At the top of the view, the position of the antigen (identified by the corresponding HPA identifier) is shown as a green bar. A yellow triangle on the bar indicates a <100% sequence identity to the protein target.
Below the antigens, the maximum percent sequence identity of the protein to all other proteins from other human genes is displayed, using a sliding window of 10 aa residues (HsID 10) or 50 aa residues (HsID 50). The region with the lowest possible identity is always selected for antigen design, with a maximum identity of 60% allowed for designing a single-target antigen (read more).
The curve in blue displays the predicted antigenicity i.e. the tendency for different regions of the protein to generate an immune response, with peak regions being predicted to be more antigenic.The curve shows average values based on a sliding window approach using an in-house propensity scale. (read more).
If a signal peptide is predicted by a majority of the signal peptide predictors SPOCTOPUS, SignalP 4.0, and Phobius (turquoise) and/or transmembrane regions (orange) are predicted by MDM, these are displayed.
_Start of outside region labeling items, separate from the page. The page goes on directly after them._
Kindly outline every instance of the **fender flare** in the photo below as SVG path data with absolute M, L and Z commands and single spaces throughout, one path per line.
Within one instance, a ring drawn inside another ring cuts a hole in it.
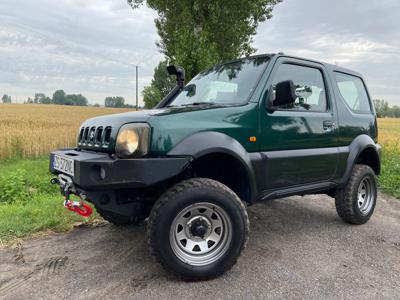
M 357 159 L 360 157 L 360 154 L 368 148 L 374 150 L 376 154 L 375 158 L 378 160 L 377 174 L 379 174 L 381 168 L 380 167 L 381 146 L 379 144 L 376 144 L 370 136 L 366 134 L 359 135 L 351 142 L 351 144 L 348 147 L 349 147 L 349 156 L 347 157 L 346 170 L 344 172 L 340 185 L 345 185 L 347 183 L 347 181 L 350 178 L 351 171 L 353 170 L 353 167 L 356 164 Z
M 253 165 L 249 153 L 234 138 L 216 131 L 203 131 L 195 133 L 181 142 L 168 152 L 171 156 L 190 155 L 195 159 L 207 154 L 222 153 L 237 159 L 246 171 L 250 186 L 250 201 L 254 202 L 257 195 L 257 186 Z

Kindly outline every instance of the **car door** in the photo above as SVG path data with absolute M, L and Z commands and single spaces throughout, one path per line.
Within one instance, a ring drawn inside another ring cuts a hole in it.
M 261 104 L 264 190 L 327 182 L 336 170 L 336 107 L 327 70 L 322 64 L 281 57 L 268 79 L 270 97 L 265 101 L 273 101 L 275 85 L 286 80 L 295 85 L 293 104 L 274 111 Z

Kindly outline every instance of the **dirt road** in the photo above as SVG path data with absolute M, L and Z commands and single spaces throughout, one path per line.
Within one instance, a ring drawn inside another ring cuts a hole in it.
M 106 224 L 0 250 L 0 298 L 400 298 L 400 201 L 380 195 L 362 226 L 344 224 L 327 196 L 257 204 L 249 216 L 246 250 L 212 281 L 164 272 L 149 257 L 145 225 Z

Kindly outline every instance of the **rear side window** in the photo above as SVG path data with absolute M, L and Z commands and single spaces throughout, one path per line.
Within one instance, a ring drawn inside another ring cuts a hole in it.
M 355 113 L 370 113 L 371 105 L 361 78 L 335 72 L 336 83 L 340 95 Z

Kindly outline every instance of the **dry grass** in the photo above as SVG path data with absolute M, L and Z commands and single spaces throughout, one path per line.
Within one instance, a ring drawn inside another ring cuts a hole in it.
M 378 119 L 379 143 L 384 146 L 400 145 L 400 119 Z
M 74 146 L 84 120 L 128 109 L 0 104 L 0 159 L 39 157 Z

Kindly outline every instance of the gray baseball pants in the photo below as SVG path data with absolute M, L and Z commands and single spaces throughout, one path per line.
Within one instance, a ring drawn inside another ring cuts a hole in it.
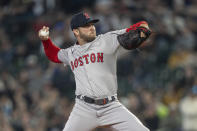
M 118 100 L 106 105 L 95 105 L 79 99 L 76 99 L 63 131 L 92 131 L 106 126 L 114 131 L 149 131 Z

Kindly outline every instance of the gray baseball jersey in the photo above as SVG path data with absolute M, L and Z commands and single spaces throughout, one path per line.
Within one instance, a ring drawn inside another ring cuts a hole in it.
M 122 33 L 125 30 L 108 32 L 92 42 L 58 52 L 58 59 L 70 65 L 74 73 L 76 95 L 92 98 L 117 95 L 116 61 L 119 54 L 127 52 L 117 40 Z M 116 131 L 149 131 L 118 99 L 106 105 L 76 99 L 63 131 L 92 131 L 105 126 Z
M 116 61 L 126 52 L 118 43 L 117 34 L 125 29 L 108 32 L 92 42 L 61 49 L 58 59 L 69 65 L 76 81 L 76 95 L 104 98 L 117 94 Z

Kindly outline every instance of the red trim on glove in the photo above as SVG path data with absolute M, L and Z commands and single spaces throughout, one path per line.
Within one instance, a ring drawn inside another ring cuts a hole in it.
M 58 59 L 58 56 L 57 56 L 57 54 L 60 50 L 59 47 L 55 46 L 50 39 L 43 40 L 42 44 L 44 46 L 45 54 L 46 54 L 46 56 L 48 57 L 49 60 L 51 60 L 52 62 L 55 62 L 55 63 L 62 63 Z
M 137 27 L 139 27 L 141 24 L 148 24 L 146 21 L 140 21 L 134 25 L 131 25 L 129 28 L 126 29 L 126 32 L 129 32 L 130 30 L 136 30 Z

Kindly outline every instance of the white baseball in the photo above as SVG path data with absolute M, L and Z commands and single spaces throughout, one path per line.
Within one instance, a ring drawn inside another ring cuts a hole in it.
M 46 30 L 40 31 L 40 36 L 48 36 L 48 35 L 49 35 L 49 31 L 46 31 Z

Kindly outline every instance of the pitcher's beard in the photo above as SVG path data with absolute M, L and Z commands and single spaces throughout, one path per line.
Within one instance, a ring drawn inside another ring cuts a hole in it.
M 85 33 L 80 33 L 80 37 L 86 42 L 92 42 L 93 40 L 95 40 L 96 35 L 87 35 Z

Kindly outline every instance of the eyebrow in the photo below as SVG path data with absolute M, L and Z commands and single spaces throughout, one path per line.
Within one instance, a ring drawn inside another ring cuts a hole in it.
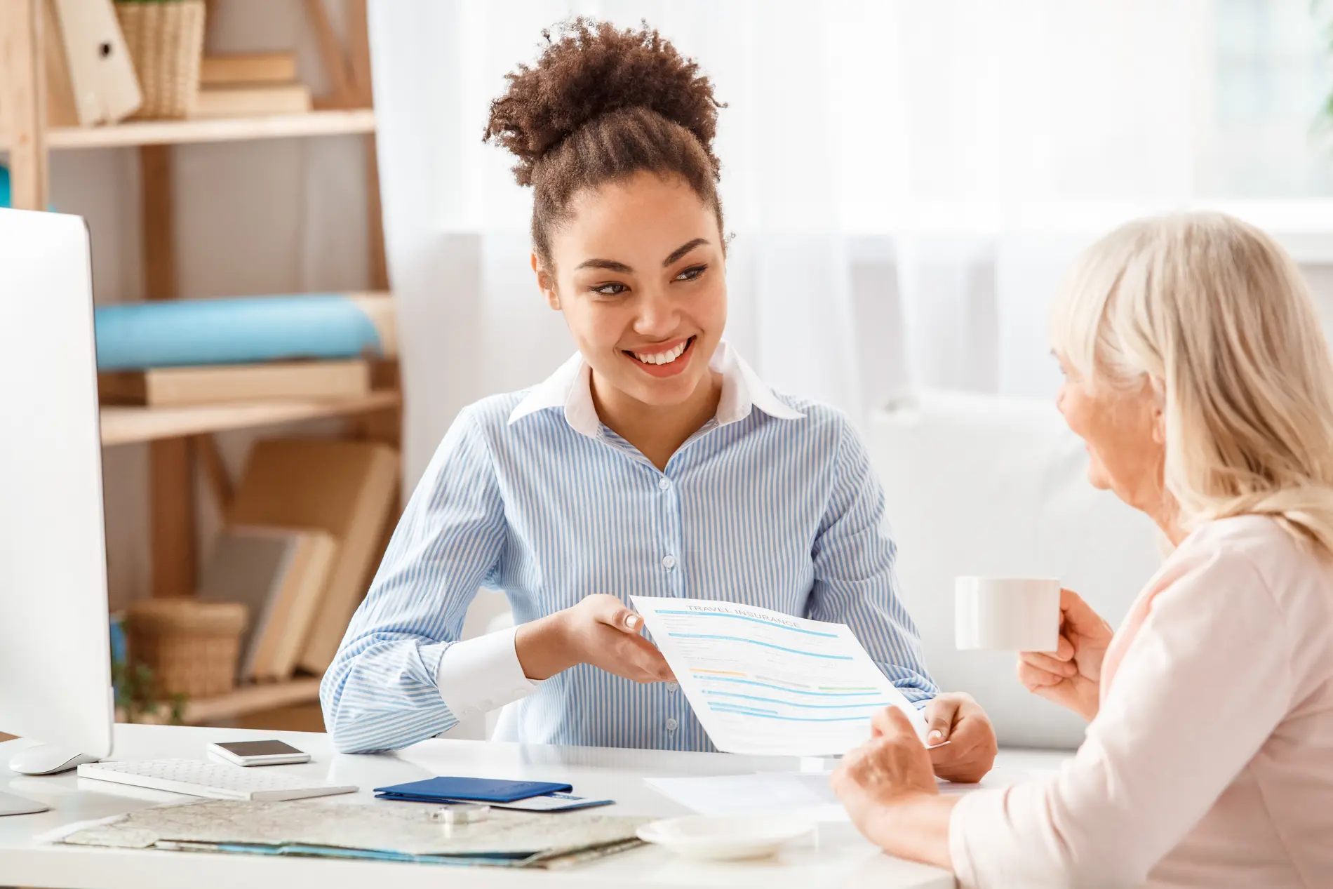
M 706 237 L 696 237 L 694 240 L 692 240 L 692 241 L 689 241 L 686 244 L 681 244 L 680 247 L 677 247 L 676 249 L 673 249 L 670 252 L 670 256 L 668 256 L 666 259 L 663 260 L 663 268 L 666 268 L 668 265 L 670 265 L 672 263 L 677 261 L 680 257 L 685 256 L 685 253 L 689 253 L 692 249 L 694 249 L 696 247 L 698 247 L 701 244 L 708 244 L 708 239 Z M 635 272 L 635 269 L 629 268 L 628 265 L 625 265 L 624 263 L 620 263 L 617 260 L 599 260 L 599 259 L 584 260 L 583 263 L 580 263 L 575 268 L 576 269 L 581 269 L 581 268 L 604 268 L 608 272 L 620 272 L 621 275 L 633 275 L 633 272 Z
M 706 243 L 708 243 L 706 237 L 696 237 L 694 240 L 689 241 L 688 244 L 681 244 L 680 247 L 677 247 L 676 249 L 673 249 L 670 252 L 670 256 L 668 256 L 666 259 L 663 260 L 663 268 L 666 268 L 668 265 L 670 265 L 672 263 L 674 263 L 676 260 L 678 260 L 681 256 L 684 256 L 685 253 L 689 253 L 692 249 L 694 249 L 696 247 L 698 247 L 700 244 L 706 244 Z

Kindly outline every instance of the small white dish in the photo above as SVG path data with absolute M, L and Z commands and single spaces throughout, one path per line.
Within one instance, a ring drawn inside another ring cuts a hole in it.
M 814 822 L 798 816 L 694 814 L 645 824 L 639 838 L 688 858 L 740 861 L 768 857 L 813 830 Z

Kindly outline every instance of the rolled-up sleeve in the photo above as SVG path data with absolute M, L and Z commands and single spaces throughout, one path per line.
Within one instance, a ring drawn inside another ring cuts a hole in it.
M 397 749 L 453 726 L 440 660 L 504 546 L 504 504 L 485 437 L 461 412 L 389 541 L 365 601 L 324 674 L 336 749 Z
M 1142 884 L 1282 720 L 1292 648 L 1252 562 L 1213 553 L 1182 566 L 1152 600 L 1060 774 L 958 801 L 958 884 Z
M 845 419 L 833 472 L 812 553 L 808 616 L 850 626 L 889 681 L 920 705 L 938 689 L 925 669 L 921 636 L 897 594 L 897 548 L 884 530 L 884 488 Z

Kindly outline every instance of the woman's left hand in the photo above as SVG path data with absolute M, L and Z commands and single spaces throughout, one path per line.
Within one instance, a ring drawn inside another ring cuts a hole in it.
M 892 809 L 922 796 L 937 797 L 940 788 L 930 754 L 906 714 L 886 706 L 872 725 L 874 737 L 844 756 L 829 781 L 856 828 L 888 849 L 885 821 Z
M 970 694 L 936 694 L 926 704 L 925 721 L 930 726 L 926 744 L 949 741 L 929 750 L 934 773 L 945 781 L 976 784 L 994 765 L 994 726 Z

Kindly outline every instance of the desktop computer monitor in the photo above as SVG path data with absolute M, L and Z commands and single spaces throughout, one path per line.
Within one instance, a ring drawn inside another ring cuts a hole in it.
M 43 742 L 9 768 L 45 774 L 109 756 L 115 714 L 79 216 L 0 209 L 0 732 Z

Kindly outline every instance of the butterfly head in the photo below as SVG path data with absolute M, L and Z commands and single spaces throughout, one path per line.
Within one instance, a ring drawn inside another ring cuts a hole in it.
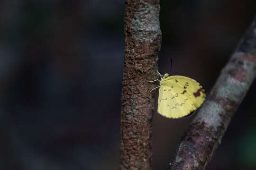
M 168 77 L 169 76 L 169 74 L 168 73 L 165 73 L 165 75 L 164 75 L 164 78 L 166 78 L 167 77 Z

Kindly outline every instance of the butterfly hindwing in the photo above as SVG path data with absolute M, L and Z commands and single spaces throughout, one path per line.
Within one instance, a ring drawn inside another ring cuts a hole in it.
M 206 96 L 199 83 L 183 76 L 163 78 L 160 85 L 158 112 L 169 118 L 190 115 L 202 104 Z

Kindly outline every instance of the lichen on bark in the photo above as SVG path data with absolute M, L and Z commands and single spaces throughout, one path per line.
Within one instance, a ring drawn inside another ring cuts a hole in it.
M 203 170 L 256 76 L 256 18 L 198 110 L 168 170 Z
M 154 85 L 161 32 L 159 0 L 126 0 L 120 169 L 150 170 Z

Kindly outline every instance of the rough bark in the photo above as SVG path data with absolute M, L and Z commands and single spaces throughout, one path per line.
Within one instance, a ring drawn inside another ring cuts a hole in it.
M 161 46 L 159 0 L 126 0 L 121 110 L 121 170 L 150 170 L 155 87 Z
M 190 125 L 168 170 L 203 170 L 256 76 L 256 18 Z

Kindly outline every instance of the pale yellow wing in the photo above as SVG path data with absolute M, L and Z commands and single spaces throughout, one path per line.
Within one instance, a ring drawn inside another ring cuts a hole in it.
M 157 111 L 169 118 L 188 116 L 202 104 L 206 95 L 196 81 L 184 76 L 174 76 L 160 82 Z

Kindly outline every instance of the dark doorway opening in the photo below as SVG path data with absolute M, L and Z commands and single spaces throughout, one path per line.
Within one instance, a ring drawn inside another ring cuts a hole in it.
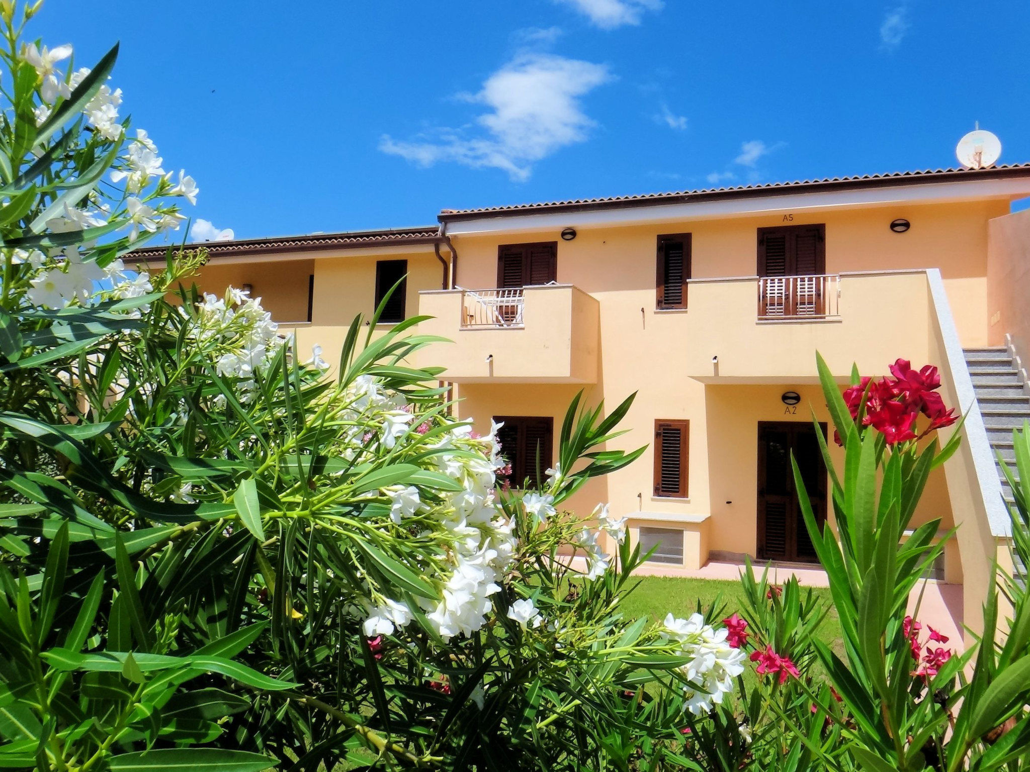
M 826 437 L 826 424 L 819 424 Z M 817 562 L 797 500 L 791 453 L 797 461 L 812 512 L 820 529 L 826 523 L 826 465 L 816 428 L 810 423 L 758 422 L 758 557 L 761 560 Z

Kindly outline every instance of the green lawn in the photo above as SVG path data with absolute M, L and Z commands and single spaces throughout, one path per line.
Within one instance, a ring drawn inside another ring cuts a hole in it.
M 701 608 L 713 603 L 725 606 L 726 617 L 733 611 L 740 612 L 745 619 L 748 617 L 745 612 L 744 590 L 737 582 L 667 576 L 642 576 L 638 581 L 640 587 L 622 602 L 627 617 L 650 617 L 654 622 L 661 622 L 670 611 L 676 617 L 688 617 L 697 610 L 698 601 Z M 813 592 L 829 602 L 828 588 L 813 588 Z M 832 606 L 820 628 L 820 637 L 831 647 L 840 650 L 840 623 Z

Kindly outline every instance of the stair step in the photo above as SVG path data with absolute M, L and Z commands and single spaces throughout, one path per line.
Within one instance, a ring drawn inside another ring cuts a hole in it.
M 966 360 L 966 364 L 969 366 L 970 373 L 997 373 L 998 371 L 1015 373 L 1016 370 L 1012 367 L 1012 360 L 1005 357 L 1004 359 L 974 359 L 972 361 Z
M 1006 397 L 1009 399 L 1030 399 L 1030 394 L 1023 390 L 1021 383 L 991 383 L 984 386 L 973 384 L 977 399 Z
M 976 392 L 976 401 L 980 402 L 981 411 L 1021 411 L 1030 410 L 1030 396 L 1022 393 L 1016 394 L 981 394 Z
M 986 421 L 985 421 L 986 423 Z M 999 443 L 1008 443 L 1008 448 L 1011 450 L 1012 443 L 1012 426 L 987 426 L 987 438 L 991 442 L 991 446 L 997 448 Z M 998 448 L 1001 450 L 1001 448 Z M 1015 456 L 1012 456 L 1015 458 Z
M 1020 374 L 1015 370 L 998 371 L 994 373 L 974 373 L 970 370 L 969 376 L 972 378 L 972 386 L 974 389 L 980 388 L 981 386 L 1023 385 L 1023 382 L 1020 380 Z
M 1022 427 L 1024 421 L 1030 421 L 1030 409 L 1024 408 L 1010 410 L 984 410 L 981 408 L 981 415 L 984 416 L 984 425 L 988 428 L 1007 428 L 1009 430 Z
M 1001 348 L 962 349 L 962 353 L 965 355 L 967 362 L 974 361 L 976 359 L 1011 360 L 1011 357 L 1008 354 L 1008 349 L 1004 346 Z

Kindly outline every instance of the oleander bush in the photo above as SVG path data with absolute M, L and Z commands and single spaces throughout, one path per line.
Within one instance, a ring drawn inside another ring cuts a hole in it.
M 577 400 L 546 483 L 506 490 L 496 427 L 406 364 L 418 318 L 355 319 L 329 374 L 259 299 L 198 292 L 203 250 L 127 268 L 197 185 L 121 117 L 116 47 L 76 68 L 37 9 L 0 1 L 0 767 L 675 753 L 744 655 L 711 615 L 624 618 L 623 521 L 562 508 L 640 455 L 605 449 L 630 400 Z
M 0 767 L 1027 768 L 1025 577 L 961 656 L 905 613 L 958 443 L 934 369 L 842 395 L 819 361 L 836 531 L 802 503 L 827 603 L 750 570 L 741 608 L 631 619 L 646 556 L 564 503 L 643 452 L 609 448 L 632 397 L 577 397 L 545 482 L 509 487 L 499 427 L 408 364 L 419 318 L 354 319 L 330 366 L 260 299 L 199 292 L 203 249 L 134 270 L 197 184 L 121 116 L 116 47 L 77 68 L 26 37 L 38 8 L 0 0 Z M 1026 565 L 1026 433 L 1017 458 Z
Low complexity regions are shown in yellow and InterPro regions in green. Common (purple) and unique (grey) regions between different splice variants of the gene are also displayed (read more), and at the bottom of the protein view is the protein scale.
The protein information section displays alternative protein-coding transcripts (splice variants) encoded by this gene according to the Ensembl database.
The ENSP identifier links to the Ensembl website protein summary, while the ENST identifier links to the Ensembl website transcript summary for the selected splice variant. The data in the UniProt column can be expanded to show links to all matching UniProt identifiers for this protein.
The protein classes assigned to this protein are shown if expanding the data in the protein class column. Parent protein classes are in bold font and subclasses are listed under the parent class.
The Gene Ontology terms assigned to this protein are listed if expanding the Gene ontology column. The length of the protein (amino acid residues according to Ensembl), molecular mass (kDalton), predicted signal peptide (according to a majority of the signal peptide predictors SPOCTOPUS, SignalP 4.0, and Phobius) and the number of predicted transmembrane region(s) (according to MDM) are also reported.